We are deploying an update to our main application in production. The update has been tested in QA and it looks good to go. Our client wants to do a test in production. For that case, we will run the application using "test data" in production and once the test has been finished, we will delete the "test data".
A couple of server admins are against this because "test data doesn't belong to production". I think it's OK since the QA server and the production server have different hardware and the databases house different applications (QA has more databases, production is dedicated). Besides that, are there other facts that I can use to back my opinion?
EDIT: adding context
The application is a tool that automates the reception and validation of data. We receive the files via email and this tool automatically validates them and imports them to the database. We have a BI system that creates reports using this information (excel files are received by email, then validate, then reports/views come out, all this automated).
The "test data" would be old files (good and bad files from previous efforts) that represent true data (actually it is true data but with problems or just too old).
Yes! But manual usage of test data in production does not sound like a good idea to me as it cannot be controlled or monitored. My answer below is assuming the test data is used for automated testing.
Test data in production is "todays" need. This was not a requirement back then when automated testing was not a requirement(or did not exist). So in general this will be frowned upon. Security is the main reason. Its impact in messing up site analytics is another reason. These are genuine and good reasons.
One cannot decide one day to simply put test data in production especially towards the end of project. This needs to be made a requirement from the time development starts. So the test data needs to be there in production from the very first deployment onwards. And its impact needs to studied and documented. Organization as a whole need to understand it's benefit and impact.
Test data needs to be divided based on it's type,need or context. eg: Retrievable test data and editable test data. First step would be to have Retrievable(read only-never changes) test data available. Perhaps this is farthest we could go in many case, still would provide good results. And creation of this read only test data needs to be automated and preferably documented.

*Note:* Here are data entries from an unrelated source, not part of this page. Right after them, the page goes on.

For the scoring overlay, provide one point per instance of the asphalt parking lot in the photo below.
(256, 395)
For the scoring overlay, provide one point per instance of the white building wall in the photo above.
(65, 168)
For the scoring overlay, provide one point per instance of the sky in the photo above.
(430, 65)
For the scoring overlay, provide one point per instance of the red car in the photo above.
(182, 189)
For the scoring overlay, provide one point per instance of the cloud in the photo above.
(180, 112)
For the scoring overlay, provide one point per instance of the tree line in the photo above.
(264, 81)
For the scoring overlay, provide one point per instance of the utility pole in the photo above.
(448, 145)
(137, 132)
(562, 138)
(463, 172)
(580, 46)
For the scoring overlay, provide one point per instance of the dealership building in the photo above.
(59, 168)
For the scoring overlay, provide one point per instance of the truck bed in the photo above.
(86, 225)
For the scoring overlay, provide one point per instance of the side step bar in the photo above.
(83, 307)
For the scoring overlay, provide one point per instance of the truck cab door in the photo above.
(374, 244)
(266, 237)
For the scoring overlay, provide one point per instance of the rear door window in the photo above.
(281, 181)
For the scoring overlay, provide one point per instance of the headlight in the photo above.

The benefits of having test data in production is huge. An automated test of an application is more precious that then the application itself. If the management realizes that then at least the initial "frown" changes.I feel test data in production should be considered a requirement/userstory and all problems against it should be mitigated. And new patterns of development need to evolve in this area.
This discussion is also related to integration testing and this article focuses on the benefits of it over unit testing
Your admins are right. Having test data in production will expose you to the risks (security holes):
Test data in production can be used to do damage to your company (intentional or nonintentional).
For example if you have non excisting identities on production you can do payment to them. If they are linked to real bank accounts you lose money without the ability to detect it.
Test data can change your management reports. When having fake action, some can infuence reports and have impact on decisions made. This will very hard to track and even harder to correct.
Test data can interact with production data. If someone makes a mistake and make a wrong relation production data can be changed based on test data.
There is no good way of detecting you have test data, if you would mark it. All data can be marked as test data. If you handle the test data different in your businesslayer, it whould not be a real test of your production environent.
Nowadays it is a good practice have Staging environment with the same infrastructure configuration like Production, so you can execute pentests, load tests, and do whatever you want to do to ensure that Production will behave as you expect.
Related
I have several test suites that read and write data from a dedicated database when they are run. My strategy is to assume that the DB is in an unreliable state before a test is run and if I need certain records in certain tables or an empty table I do that setup before the test is run.
My attitude is to not cleanup the DB at the end of each test suite because each test suite should do a cleanup and setup before it runs. Also, if I'm trying to "visually" debug a test suite it helps that the final state of the DB persists after the tests have completed.
Is there a compelling reason to cleanup a DB after your tests have run?
Depends on your tests, what happens after your tests, and how many people are doing testing.
If you're just testing locally, then no, cleaning up after yourself isn't as important ~so long as~ you're consistently employing this philosophy AND you have a process in place to make sure the database is in a known-good state before doing something other than testing.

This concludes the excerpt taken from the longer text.